El hombre y ella, en cambio, todavía no tenían agallas, nadaban cada uno por su andarivel, como peatones obedientes, como juguetes a cuerda. Sin embargo estaban en la misma agua y se cruzaban, en cada largo, inevitablemente, cada vez en un punto distinto sobre aquellos veinticinco metros de ida y veinticinco de vuelta. Un mediodía, antes de que ella se sumergiera, él se sacó las antiparras, la miró con ojos azules, como de azulejo, pensó ella, y le dijo "está un poco fría". Ella se zambulló pensando en aquellos ojos de azulejo pero también en el pecho del hombre y la forma tensa y precisa en que se estrechaba hasta llegar a la cintura. "Para mí está tibia" le contestó cuando salió a la superficie y qué tontas las palabras, pensó, qué manera tan pálida a veces de tocar las cosas.

El cortejo acuático se prolongó todavía por un tiempo. Ella nadaba para él con sus brazadas más elásticas. Hacía elegantes corcoveos para pasar del pecho a la espalda. Se sacaba la gorra de goma y dejaba que el pelo flotara en el agua. Él la deslumbraba con su salto del ángel y sus grandes abrazos al aire cuando nadaba mariposa. Un día los dos se olvidaron las antiparras y dejaron que sus ojos se irritaran libremente de miradas y de cloro. Pasaron a milímetros uno del otro, pensando en delfines y sirenas y las palabras más o menos tontas tejieron la urdimbre necesaria hasta que por fin se zambulleron en otras aguas.

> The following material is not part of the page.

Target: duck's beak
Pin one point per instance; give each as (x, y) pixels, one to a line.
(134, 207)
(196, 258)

Lirios Azules se llamaba el hotel, pero después de varios encuentros lo bautizaron Delirios Azules.

Hubo otros bautismos. Ella le echó agua de la pileta sobre la frente y los hombros y le dijo que se llamaría Crawl. Un estilo que él nadaba con admirable coordinación (apenas sacaba la cabeza para tomar aire, mientras que ella emergía siempre como desesperada. Nadás crawl como si te ahogaras dijo él). Pero sobre todo, dijo ella, Crawl es nombre de amante sueco, o extraterrestre, y le pidió por favor que nunca le dijera su verdadero nombre. Ella tampoco le confesó el suyo. Solamente le dijo que empezaba con "a" y entonces se llamó a lo largo del tiempo Amanda, Adela, Alejandra, Amelia, pero sobre todo "mi cielo", porque él, aunque también quisiera jugar, era un hombre sentimental.

Inés Fernández Moreno. "Un amor de agua", en _Hombres como médanos_, Alfaguara, BsAs, 2003.